A new aspect added in Dark Souls is Humanity, a feature that can be a little confusing until you begin to understand its usefulness. Humanity can be collected in a number of ways – killing bosses or purchasing from merchants being those you’ll find early-on – but its limited availability is a clue as to how useful it is. One of the most important functions is being able to use Humanity to kindle bonfires, increasing the quantity of your Est Flask, which restores a small portion of your health. Of course, with Humanity being so vital an ingredient to success, Dark Souls isn’t just going to let you run around with it in your pocket; upon death all Humnaity collected will be lost. Players can regain their Humanity by returning to the point at which they died and touching the bloodstain that appears in place of their corpse, but dying again before doing so means it’s lost forever.
In terms of technical prowess, Dark Souls is arguably on the back foot. The weakest aspect of the game is surely its visuals, as while the landscape is elegantly designed and the view often stretches for miles, there’s no arguing that the textures are often muddy and the animation is somewhat clunky throughout the game. It’s not a weakness that many players will pick-up on, as it’s not really what Dark Souls is about, but it’s never going to win any awards for the visual or audio design. The stronger technical development is its online play, which echoes Demons Souls in that players can interact with one another without leaving their own game. Of course, there is also the co-operative gameplay, in which one player can be summoned to another’s game in order to help defeat a powerful enemy, however it’s the less traditional aspects of online gaming that make Dark Souls memorable.

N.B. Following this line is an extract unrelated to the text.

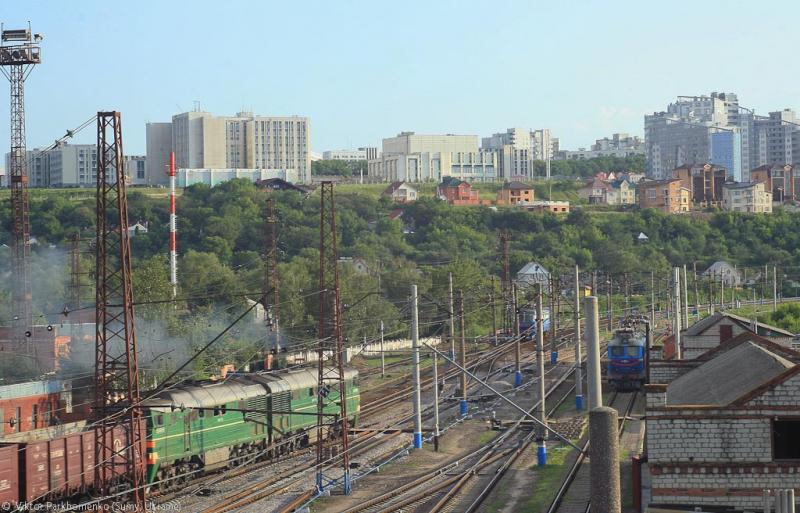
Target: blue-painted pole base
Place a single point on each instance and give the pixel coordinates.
(541, 455)
(348, 485)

There are many reasons that Dark Souls will be recognised as a success, and first-and-foremost will surely be that throughout the extensive campaign, every corner turned feels like a new challenge. Every enemy felled is a success. It’s a videogame experience that grips the player and doesn’t let go, despite the additional investment that may be required as players break their controls in a fury of anger. Should Dark Souls prove to be the commercial success it deserves to it will surely be responsible for the ushering of a new era for videogame development: one in which publishers are no longer scared to take risks on videogames targeted at the core gamer not just in their themes, but in their delivery also.